In seinen Ausführungen wird deutlich, dass sich dieser Papst nicht benutzen lassen will zum unnötigen „Politisieren“ in der Kirche. Er ruft die Profis in seiner Kirche in die Verantwortlichkeit des Hirtendienstes, dessen erste Frage an den Menschen sein muss:

„Was willst du, dass ich dir tun soll“ (Mk 10, 51).

Diese einfühlsame Jesus-Frage gilt auch innerhalb der Familie, dem Hort der Liebe und der Mensch-Werdung.
In unübertroffener Weise nimmt das Kirchenoberhaupt die Schönheit und Freude der Liebe und die Wertschätzung der Familie und deren Position in der Kirche in den Blick und ermutigt.
Der moralische Zeigefinger der Kirche weicht einem behutsamen Streicheln der Verletzten und der Schlag mit dem Katechismus einer liebevollen Einladung zur gemeinsamen Entdeckungsreise in der Kraft des Evangeliums.
In der vergangenen Woche ist etwas Epoche machendes in der katholischen Kirche geschehen. Mit dem nachsynodalen Dokument über „die Freude der Liebe“ ist der Katholizismus bei den formulierten Idealen des letzten Konzils angekommen. Allerdings reißt der Papst nicht Fenster und Türen der Kirche planlos oder euphorisch auf, so dass der Luftzug alles durcheinander wirbeln und umwerfen könnte. Nein – er öffnet sehr überlegt und behutsam erst einmal ein Fenster, dass über Jahre ängstlich verschlossen war und er lädt quasi ein, tief durchzuatmen und dann zu schauen, wie das Angesammelte auf den Schreibtischen so verantwortlich abgearbeitet werden kann, dass in der Kirche die Offenheit bewahrt, - ja - um des Menschen willen erweitert werden kann.

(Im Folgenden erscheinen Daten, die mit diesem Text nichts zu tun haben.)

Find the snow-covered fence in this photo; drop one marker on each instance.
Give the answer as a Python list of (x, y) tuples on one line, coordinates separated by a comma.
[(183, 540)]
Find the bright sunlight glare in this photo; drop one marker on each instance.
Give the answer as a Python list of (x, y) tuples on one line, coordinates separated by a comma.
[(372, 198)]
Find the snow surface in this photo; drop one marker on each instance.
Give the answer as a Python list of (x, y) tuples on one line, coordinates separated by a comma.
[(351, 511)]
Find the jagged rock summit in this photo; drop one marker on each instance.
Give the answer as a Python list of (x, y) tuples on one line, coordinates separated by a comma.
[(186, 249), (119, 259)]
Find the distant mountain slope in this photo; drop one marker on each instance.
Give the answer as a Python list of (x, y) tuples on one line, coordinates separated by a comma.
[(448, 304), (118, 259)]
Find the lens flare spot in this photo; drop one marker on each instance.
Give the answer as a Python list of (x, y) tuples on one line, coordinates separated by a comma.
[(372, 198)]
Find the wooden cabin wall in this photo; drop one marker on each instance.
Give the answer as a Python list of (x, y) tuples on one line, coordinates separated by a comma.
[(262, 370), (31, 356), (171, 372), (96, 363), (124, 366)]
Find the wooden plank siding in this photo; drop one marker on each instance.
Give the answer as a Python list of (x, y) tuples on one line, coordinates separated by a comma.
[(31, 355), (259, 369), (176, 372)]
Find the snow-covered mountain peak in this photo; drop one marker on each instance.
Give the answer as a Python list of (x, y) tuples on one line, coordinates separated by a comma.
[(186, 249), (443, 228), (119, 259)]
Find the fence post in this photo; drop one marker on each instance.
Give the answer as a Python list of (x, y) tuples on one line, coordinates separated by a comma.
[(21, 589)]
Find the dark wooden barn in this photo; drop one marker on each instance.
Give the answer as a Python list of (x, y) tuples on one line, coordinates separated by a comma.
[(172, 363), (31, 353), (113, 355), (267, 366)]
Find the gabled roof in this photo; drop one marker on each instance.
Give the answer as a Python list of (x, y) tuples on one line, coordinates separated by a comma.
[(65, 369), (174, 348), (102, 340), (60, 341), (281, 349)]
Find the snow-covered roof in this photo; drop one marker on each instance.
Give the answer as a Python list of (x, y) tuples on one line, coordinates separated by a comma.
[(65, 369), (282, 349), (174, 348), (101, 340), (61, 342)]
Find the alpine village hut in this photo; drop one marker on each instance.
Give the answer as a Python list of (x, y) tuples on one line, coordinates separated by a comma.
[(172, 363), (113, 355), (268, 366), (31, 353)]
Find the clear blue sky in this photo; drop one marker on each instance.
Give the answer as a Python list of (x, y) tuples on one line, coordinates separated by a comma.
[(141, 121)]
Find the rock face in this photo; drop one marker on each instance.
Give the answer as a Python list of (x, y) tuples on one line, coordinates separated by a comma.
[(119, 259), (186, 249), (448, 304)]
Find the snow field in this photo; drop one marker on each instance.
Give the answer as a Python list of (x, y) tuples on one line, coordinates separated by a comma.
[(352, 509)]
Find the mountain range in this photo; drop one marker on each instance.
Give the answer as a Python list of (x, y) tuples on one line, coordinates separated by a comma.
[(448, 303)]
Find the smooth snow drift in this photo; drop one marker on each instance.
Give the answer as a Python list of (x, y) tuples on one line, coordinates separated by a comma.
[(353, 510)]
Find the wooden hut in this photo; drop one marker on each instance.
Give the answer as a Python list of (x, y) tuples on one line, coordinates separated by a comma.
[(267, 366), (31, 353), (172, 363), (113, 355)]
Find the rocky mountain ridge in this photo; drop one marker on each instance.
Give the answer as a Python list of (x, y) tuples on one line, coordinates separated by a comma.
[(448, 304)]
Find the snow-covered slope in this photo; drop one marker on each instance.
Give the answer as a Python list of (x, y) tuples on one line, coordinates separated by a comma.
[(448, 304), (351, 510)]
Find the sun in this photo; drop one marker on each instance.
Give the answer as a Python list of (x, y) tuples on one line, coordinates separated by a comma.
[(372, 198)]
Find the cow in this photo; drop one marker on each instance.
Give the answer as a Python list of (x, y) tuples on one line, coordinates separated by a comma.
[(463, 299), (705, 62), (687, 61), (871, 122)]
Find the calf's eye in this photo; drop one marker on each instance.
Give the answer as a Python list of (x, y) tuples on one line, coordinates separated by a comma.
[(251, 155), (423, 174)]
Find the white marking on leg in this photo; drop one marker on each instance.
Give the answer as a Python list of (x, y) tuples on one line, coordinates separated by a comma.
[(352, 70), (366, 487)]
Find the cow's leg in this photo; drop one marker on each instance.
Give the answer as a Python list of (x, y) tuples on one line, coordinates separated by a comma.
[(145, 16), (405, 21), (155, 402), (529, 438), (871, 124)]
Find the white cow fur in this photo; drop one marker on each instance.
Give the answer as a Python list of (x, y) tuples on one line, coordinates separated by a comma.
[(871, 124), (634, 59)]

Der Papst gibt Raum für ein Weiterdenken, für Dialog und Entwicklung, für ein gemeinsames schrittweises Entdecken des Lebens als Glaubensweg in Wahrheit und Liebe.

Es hat wohl lange nicht mehr so viel Freude gemacht, „katholisch“ zu sein. Franziskus weist neue Wege in einer neuen Sprech- und Sichtweise und er lädt zur liebevollen, pastoralen Mit-Sorge und zur lebendigen Verantwortung nach vorne ein. Während so manch anderer meint(e), den Glaubensschatz der Kirche ängstlich schützen zu müssen vor der "bösen" Welt, ist Franziskus bereit ihn verschwenderisch mit der Menschheit zu teilen, im gläubigen Vertrauen, dass er nur so lebendig bleiben kann und wächst.